Mortgage rates fell across the board this week, driven down by the lower-than-expected increase in the Labor Department's Consumer Price Index yesterday, Freddie Mac reported.
Freddie's Primary Mortgage Market Survey reported that 30-year fixed-rate mortgage (FRM) averaged 5.38% with an average 0.7 point for the week ending June 18, 2009, down from 5.59% last week and well below 6.42% at the same time last year.
Rates on 15-year loans averaged 4.89% with an average 0.7 point, down from 5.06% last week and 6.02% during the comparable week last year. ARMs averaged 4.97% this week, with an average 0.6 point, down from 5.17% last week and 5,89% last year. One-year Treasury-indexed ARMs averaged 4.95%, with an average 0.6 point, down from 5.04% and 5.19%, respectively.
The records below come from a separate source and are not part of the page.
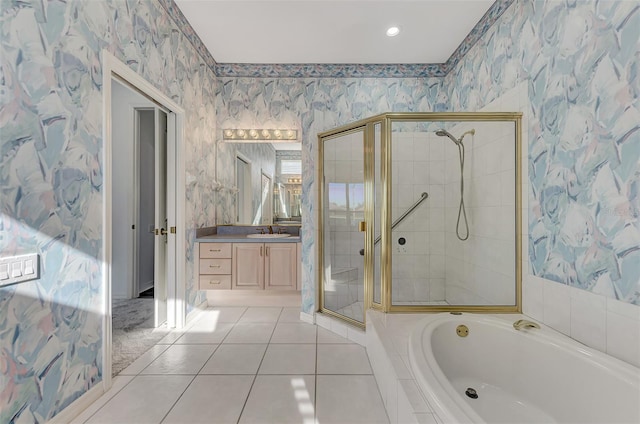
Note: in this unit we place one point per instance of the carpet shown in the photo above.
(133, 331)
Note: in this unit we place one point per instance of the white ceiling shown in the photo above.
(332, 31)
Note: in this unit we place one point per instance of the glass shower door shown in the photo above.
(342, 220)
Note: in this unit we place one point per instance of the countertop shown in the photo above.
(241, 238)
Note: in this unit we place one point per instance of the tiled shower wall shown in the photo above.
(418, 266)
(577, 61)
(481, 269)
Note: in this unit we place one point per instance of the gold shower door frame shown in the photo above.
(386, 121)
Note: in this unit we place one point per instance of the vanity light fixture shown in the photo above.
(251, 135)
(393, 31)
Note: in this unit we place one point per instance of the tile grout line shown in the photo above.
(315, 381)
(255, 377)
(194, 376)
(110, 399)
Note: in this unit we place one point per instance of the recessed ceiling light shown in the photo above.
(393, 31)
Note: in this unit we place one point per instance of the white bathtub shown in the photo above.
(528, 376)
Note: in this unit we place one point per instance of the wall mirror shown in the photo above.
(261, 182)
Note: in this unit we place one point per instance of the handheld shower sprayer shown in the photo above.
(445, 133)
(462, 213)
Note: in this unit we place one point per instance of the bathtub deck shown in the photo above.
(387, 347)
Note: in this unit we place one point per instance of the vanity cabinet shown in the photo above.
(215, 266)
(249, 266)
(270, 266)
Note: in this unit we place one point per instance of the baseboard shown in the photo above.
(305, 317)
(78, 406)
(197, 310)
(146, 287)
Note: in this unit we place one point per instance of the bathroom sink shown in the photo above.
(268, 235)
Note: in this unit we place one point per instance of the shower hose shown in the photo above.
(461, 209)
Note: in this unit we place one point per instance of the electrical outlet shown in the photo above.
(18, 269)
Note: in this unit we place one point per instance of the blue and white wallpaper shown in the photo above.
(51, 180)
(581, 61)
(579, 58)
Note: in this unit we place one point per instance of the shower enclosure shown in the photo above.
(420, 212)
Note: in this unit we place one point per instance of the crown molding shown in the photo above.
(337, 70)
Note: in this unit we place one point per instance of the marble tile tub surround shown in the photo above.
(536, 42)
(522, 47)
(387, 347)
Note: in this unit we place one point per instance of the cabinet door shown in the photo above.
(280, 266)
(248, 266)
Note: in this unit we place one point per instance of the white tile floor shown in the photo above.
(245, 365)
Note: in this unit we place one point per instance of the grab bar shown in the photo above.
(397, 222)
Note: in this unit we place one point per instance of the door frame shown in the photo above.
(135, 287)
(113, 68)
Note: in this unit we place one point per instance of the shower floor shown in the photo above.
(356, 309)
(429, 303)
(353, 311)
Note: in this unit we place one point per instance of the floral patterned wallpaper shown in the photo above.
(51, 180)
(581, 60)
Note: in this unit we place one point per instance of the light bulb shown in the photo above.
(393, 31)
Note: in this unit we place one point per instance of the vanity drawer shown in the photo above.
(215, 266)
(215, 282)
(215, 250)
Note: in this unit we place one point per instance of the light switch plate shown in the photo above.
(18, 269)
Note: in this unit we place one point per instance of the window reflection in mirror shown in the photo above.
(267, 182)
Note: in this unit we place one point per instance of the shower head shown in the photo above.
(458, 141)
(445, 133)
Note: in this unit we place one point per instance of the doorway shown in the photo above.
(136, 221)
(139, 307)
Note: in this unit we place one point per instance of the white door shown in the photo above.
(162, 230)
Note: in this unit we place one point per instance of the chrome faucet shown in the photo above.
(523, 323)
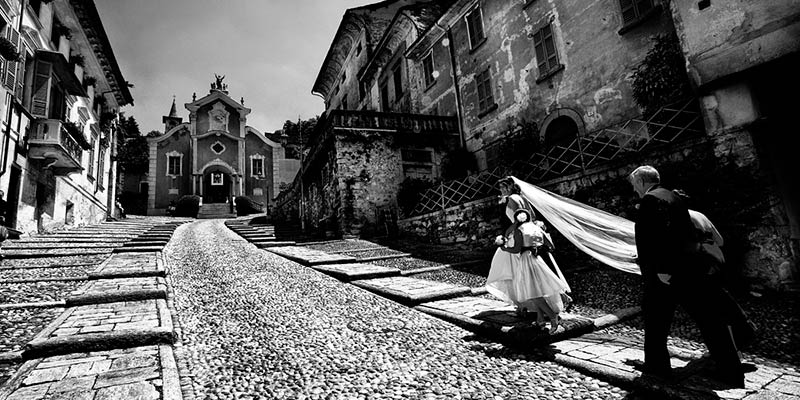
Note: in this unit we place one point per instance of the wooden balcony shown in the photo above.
(374, 120)
(50, 141)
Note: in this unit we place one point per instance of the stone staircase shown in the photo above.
(215, 210)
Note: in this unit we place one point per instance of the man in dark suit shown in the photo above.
(671, 275)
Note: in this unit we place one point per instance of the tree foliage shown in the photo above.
(132, 150)
(661, 77)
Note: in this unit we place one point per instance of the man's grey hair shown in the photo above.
(647, 174)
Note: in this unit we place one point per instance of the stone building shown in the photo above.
(545, 91)
(362, 149)
(215, 155)
(62, 89)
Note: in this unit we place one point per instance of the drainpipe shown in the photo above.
(11, 104)
(459, 112)
(112, 164)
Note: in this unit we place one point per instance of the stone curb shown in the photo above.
(405, 299)
(15, 380)
(125, 273)
(386, 257)
(507, 334)
(10, 357)
(47, 279)
(11, 256)
(115, 297)
(98, 342)
(656, 387)
(137, 249)
(336, 271)
(41, 304)
(268, 244)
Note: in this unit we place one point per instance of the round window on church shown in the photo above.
(217, 148)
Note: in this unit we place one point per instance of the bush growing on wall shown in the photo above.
(661, 77)
(247, 206)
(188, 206)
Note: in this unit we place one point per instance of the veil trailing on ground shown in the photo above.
(606, 237)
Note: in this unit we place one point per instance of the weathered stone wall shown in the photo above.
(722, 175)
(180, 142)
(369, 171)
(594, 83)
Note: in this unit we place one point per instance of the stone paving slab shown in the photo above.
(59, 245)
(356, 271)
(130, 265)
(264, 244)
(53, 253)
(108, 326)
(610, 357)
(498, 319)
(146, 243)
(142, 373)
(116, 290)
(309, 257)
(137, 249)
(411, 290)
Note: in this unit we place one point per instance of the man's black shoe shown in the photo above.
(663, 373)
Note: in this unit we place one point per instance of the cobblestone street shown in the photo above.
(255, 325)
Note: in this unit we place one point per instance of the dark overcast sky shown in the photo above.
(269, 51)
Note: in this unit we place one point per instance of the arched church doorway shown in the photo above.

"Reports of benign inflation figures reversed the upward trend of mortgage rates this week,²"said Frank Nothaft, Freddie Mac vp and chief economist. Among those figures: the producer price index rose 0.2% in May against expectations of roughly a third more than that; the CPI was up just 0.1%; the 5% drop in producer prices was the biggest since 1949; and the 1.3% year-over-year decrease in consumer prices was the largest drop since 1950.
"It's still too early to tell whether the decline in housing market activity has hit bottom yet," Nothaft added. He said the increase in average mortgage rates of more than three-quarters of a percentage point "is starting to slow homebuyer demand" and noted that mortgage applications last week fell 3.5%, the first drop in four weeks.